Numerically, it can clearly be observed that $F$ scales logarithmically with $\epsilon$. I am wondering whether this behavior can be shown analytically via a rigorous analysis, e.g. using perturbation techniques. Your help or hints are highly appreciated and are most welcome. 
Thanks
H
 A: A technique similar to this will work. The tail at infinity can be neglected, and we have
$$ I_1 = \int_0^\infty \frac {q^3 (1 + q)} {q^4 + \epsilon^4} e^{-2q} dq \sim
\int_0^1 \frac {q^3} {q^4 + \epsilon^4} dq \sim
-\ln \epsilon.$$
The expansion for the G-function at zero is found from the residues:
$$G_q = G_{1,3}^{2,1}\left( \frac {q^2} 4 \middle| 
 {\frac 1 2 \atop \frac 5 2, \frac 9 2, \frac 3 2} \right) \sim\\
-\operatorname{Res}_{y=5/2}
 \frac {\Gamma\left( \frac 1 2 + y \right) \Gamma\left( \frac 5 2 - y \right)

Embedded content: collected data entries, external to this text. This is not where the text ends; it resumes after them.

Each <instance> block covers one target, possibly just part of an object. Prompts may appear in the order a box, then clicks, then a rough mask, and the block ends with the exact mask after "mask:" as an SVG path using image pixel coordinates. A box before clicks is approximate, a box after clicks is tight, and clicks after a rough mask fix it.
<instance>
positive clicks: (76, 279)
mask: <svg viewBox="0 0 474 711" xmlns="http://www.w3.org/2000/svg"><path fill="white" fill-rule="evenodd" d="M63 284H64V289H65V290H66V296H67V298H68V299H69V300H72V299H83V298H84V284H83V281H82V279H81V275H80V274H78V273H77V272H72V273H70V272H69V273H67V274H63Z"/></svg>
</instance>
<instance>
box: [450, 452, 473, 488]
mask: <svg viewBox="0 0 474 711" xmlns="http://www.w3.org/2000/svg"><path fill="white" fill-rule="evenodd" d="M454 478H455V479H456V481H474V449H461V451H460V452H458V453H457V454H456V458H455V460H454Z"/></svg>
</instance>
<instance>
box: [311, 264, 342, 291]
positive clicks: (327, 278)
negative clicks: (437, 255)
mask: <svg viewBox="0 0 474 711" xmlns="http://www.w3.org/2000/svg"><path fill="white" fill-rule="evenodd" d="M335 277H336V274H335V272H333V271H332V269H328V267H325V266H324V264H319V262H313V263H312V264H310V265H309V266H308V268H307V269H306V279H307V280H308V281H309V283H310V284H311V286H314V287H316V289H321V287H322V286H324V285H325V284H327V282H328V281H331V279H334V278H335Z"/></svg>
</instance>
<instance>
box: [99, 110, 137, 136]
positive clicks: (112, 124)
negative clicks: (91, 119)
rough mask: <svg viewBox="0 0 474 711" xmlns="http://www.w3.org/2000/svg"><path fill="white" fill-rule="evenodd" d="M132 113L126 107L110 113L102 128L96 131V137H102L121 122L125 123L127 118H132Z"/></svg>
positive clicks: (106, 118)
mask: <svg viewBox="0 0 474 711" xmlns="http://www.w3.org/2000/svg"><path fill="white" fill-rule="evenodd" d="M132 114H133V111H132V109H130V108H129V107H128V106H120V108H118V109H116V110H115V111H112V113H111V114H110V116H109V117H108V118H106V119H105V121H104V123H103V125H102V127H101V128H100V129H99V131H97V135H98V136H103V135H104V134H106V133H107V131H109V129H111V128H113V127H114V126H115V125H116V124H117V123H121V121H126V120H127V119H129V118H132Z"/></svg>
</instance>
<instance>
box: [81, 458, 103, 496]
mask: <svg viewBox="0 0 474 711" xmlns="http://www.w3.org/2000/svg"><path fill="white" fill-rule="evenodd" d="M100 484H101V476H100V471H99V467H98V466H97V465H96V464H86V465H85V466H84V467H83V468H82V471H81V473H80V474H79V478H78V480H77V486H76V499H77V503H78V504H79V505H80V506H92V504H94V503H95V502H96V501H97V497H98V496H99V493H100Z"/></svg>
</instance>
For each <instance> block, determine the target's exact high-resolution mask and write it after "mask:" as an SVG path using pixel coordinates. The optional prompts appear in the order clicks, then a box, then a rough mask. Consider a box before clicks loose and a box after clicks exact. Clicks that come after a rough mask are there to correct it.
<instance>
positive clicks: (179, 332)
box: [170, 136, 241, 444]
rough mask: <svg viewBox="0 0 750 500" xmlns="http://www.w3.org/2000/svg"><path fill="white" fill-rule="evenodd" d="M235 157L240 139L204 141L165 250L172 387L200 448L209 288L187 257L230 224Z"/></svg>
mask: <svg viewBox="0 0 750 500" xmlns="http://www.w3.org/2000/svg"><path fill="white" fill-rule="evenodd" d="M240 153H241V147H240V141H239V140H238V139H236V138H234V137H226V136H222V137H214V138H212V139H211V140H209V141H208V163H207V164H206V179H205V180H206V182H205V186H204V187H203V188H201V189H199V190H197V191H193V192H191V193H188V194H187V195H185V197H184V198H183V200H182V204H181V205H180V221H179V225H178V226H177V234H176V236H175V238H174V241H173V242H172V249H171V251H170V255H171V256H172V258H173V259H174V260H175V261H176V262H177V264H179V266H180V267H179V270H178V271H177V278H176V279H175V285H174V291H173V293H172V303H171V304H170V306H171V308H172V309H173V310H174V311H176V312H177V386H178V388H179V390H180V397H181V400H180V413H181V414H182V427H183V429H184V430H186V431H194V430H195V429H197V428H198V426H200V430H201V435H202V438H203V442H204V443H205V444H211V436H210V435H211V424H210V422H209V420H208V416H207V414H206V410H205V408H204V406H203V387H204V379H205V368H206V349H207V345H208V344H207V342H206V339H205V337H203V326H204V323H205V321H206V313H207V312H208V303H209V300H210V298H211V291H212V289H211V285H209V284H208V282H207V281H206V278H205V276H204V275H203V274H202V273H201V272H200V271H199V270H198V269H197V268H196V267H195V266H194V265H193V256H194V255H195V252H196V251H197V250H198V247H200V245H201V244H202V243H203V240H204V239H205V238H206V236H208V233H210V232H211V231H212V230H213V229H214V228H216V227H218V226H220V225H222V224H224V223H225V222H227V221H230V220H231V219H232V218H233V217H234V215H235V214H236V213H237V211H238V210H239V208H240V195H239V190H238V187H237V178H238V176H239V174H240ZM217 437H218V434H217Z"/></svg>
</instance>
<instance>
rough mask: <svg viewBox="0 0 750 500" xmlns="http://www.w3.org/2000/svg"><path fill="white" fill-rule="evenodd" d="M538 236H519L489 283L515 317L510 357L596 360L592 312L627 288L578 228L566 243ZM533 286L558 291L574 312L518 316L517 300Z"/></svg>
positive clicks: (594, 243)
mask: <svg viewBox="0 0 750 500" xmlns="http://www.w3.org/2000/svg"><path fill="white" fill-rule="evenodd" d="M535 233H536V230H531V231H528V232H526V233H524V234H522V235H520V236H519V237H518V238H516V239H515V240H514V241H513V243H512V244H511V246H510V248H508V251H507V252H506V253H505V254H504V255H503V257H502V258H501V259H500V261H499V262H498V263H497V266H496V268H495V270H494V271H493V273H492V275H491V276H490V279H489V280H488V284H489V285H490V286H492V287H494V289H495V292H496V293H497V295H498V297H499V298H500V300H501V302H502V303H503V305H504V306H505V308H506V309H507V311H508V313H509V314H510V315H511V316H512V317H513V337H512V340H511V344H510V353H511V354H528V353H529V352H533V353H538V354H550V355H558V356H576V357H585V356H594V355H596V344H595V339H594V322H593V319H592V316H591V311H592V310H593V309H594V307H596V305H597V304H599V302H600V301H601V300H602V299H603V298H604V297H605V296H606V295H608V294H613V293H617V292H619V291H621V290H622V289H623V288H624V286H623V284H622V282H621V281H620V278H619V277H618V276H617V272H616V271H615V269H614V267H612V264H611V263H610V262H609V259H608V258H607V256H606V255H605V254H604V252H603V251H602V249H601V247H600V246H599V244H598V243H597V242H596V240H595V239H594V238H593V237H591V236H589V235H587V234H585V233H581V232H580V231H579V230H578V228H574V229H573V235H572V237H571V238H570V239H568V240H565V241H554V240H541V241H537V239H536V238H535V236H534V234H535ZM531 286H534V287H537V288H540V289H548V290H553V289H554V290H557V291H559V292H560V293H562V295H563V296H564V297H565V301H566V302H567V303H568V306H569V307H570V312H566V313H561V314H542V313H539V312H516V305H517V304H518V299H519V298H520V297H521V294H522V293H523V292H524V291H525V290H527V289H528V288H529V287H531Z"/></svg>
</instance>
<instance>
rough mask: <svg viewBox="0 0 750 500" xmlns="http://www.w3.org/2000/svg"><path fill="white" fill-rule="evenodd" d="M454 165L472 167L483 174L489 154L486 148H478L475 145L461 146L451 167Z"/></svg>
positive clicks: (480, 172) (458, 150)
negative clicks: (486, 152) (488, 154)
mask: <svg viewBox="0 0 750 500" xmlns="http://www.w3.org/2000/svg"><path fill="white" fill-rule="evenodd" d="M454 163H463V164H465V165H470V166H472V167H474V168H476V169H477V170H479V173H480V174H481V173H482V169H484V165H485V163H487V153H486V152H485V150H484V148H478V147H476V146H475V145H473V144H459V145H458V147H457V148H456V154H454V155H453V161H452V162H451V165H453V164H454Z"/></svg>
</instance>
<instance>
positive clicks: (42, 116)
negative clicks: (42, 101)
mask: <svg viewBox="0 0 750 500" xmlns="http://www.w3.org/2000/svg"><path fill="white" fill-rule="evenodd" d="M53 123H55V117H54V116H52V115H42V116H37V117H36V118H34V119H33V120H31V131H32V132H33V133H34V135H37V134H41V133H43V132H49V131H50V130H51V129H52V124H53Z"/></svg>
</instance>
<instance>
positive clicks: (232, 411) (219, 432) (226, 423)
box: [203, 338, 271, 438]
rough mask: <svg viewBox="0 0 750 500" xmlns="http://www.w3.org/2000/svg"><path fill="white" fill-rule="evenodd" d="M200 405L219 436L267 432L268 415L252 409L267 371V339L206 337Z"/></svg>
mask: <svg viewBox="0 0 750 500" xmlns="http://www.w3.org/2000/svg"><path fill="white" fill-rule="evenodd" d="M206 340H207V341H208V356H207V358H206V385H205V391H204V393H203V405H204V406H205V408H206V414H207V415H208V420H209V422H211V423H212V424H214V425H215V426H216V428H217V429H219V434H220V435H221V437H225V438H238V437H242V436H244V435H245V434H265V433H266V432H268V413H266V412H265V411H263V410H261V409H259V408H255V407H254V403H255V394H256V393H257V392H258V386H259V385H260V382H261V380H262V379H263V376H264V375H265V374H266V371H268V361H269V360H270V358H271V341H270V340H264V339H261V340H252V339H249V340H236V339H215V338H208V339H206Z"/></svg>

   \Gamma\left( \frac 9 2 - y \right)}
  {\Gamma \left( - \frac 1 2 + y \right)}
 \left( \frac {q^2} 4 \right)^y = \frac {q^5} {16}.$$
Then, in the same way as for $I_1$,
$$I_2 = \int_0^\infty \frac {G_q} {q^2 \left( q^4 + \epsilon^4 \right)}
 e^{-q} dq \sim
\int_0^1 \frac {q^3} {16(q^4 + \epsilon^4)} dq \sim
-\frac {\ln \epsilon} {16},\\
F(\epsilon) = I_1 + I_2 \sim -\frac {17 \ln \epsilon} {16}.$$
To obtain the next term, a regularization can be applied to $I_1$ to get
$$I_1 \sim -\ln \epsilon +
\int_0^1 \left( \frac {q^3 (1 + q)} {q^4 + \epsilon^4} e^{-2q} -
 \frac 1 q \right) \bigg\rvert_{\epsilon=0} dq +
\int_1^\infty \frac {q^3 (1 + q)} {q^4 + \epsilon^4} e^{-2q}
 \bigg\rvert_{\epsilon=0} dq,$$
and, repeating the same procedure for $I_2$, we find
$$F(\epsilon) \sim -\frac {17 \ln \epsilon} {16} -
 \gamma - \ln 2 + \frac 1 2 +\\
 \int_0^1 \left( q^{-6} e^{-q} G_q - \frac 1 {16 q} \right) dq +
 \int_1^\infty q^{-6} e^{-q} G_q dq.$$